Je ferme les yeux. Je repense à la boite que j’ai installée sur le toit de l’immeuble. Après tout, nous sommes juste en dessous d’un bac de culture. Qu’est-ce qu’il y a dans cette pluie artificielle ? J’ai peur de l’apprendre. Je crains d’avoir raison. Seulement, on ne peut plus se voiler la face.

En tant qu’enseignant, je me rends bien compte que les classes sont de moins en moins nombreuses. Si l’on regarde la courbe de la natalité, elle était à peu près constante jusque-là. Quelques années après l’installation des cultures aérienne, elle plonge. Pas besoin d’être savant pour faire le lien. Comme personne n’en parle, je me pose des questions. J’avoue que je suis effrayé. Effrayé par cette vacherie qui nous tombe sur la tête. Effrayé que ceux qui veulent révéler ce qu’ils savent disparaissent.

Après un repas en compagnie de ma sœur et sa fille, je m’en retourne à mon appartement. Je prends mon parapluie avec prudence. Cette merde qui dégouline dessus, je ne connais pas son champ d’activité. Dire qu’on la ramène chez nous, chaque jour.

Moi, je mets des gants puis nettoie ce qui a été en contact, avec attention. Ensuite, je lave aussi le seau et le lavabo. On ne sait jamais. Du temps de perdus diraient certains. Une protection nécessaire à mon avis.

La rue est vide. Normal, il fait déjà nuit. Je rentre tout pris à mes pensées. Mes pas résonnent sur le bitume donnant à air sinistre à ce qui n’est qu’une marche habituelle. Errant dans le vague, mes yeux voguent sur les immeubles aux façades couvertes de carreaux blancs, noircis par la pollution des véhicules. Quel monde triste…

Les lampadaires éclairent le trottoir. Leur éclat est visible sur les habitations à distance égale. On ne voit plus la lueur de la lune ou des étoiles dans le ciel. Si on lève le regard, il n’y a que les bacs. Massif, sombre, emplissant la voûte céleste.

Une voiture s’arrête à mon niveau.

– Monsieur Debert ? Veuillez monter s’il vous plaît.

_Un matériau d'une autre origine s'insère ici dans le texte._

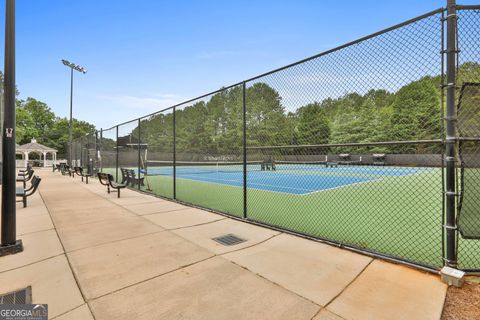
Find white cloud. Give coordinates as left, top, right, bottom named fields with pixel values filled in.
left=98, top=94, right=187, bottom=111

Je comprends tout de suite. Je n’ai pas la force de chercher à m’enfuir. À quoi bon ? L’issue, je la connais. Sans doute n’aurais-je pas dû faire analyser l’eau qui goutte des bacs. Mais pourquoi regretter maintenant ?

J’aurais aimé avoir le temps de dire adieu à ceux que j’aime.

– Monsieur Debert, c’est mieux pour tous, si vous acceptez de venir.

Puisqu’il le dit…

Je lève la tête. Dommage, j’aurais souhaité voir la lune une dernière fois.

J’entre sans un mot dans la voiture. Je n’en ressortirai sûrement pas.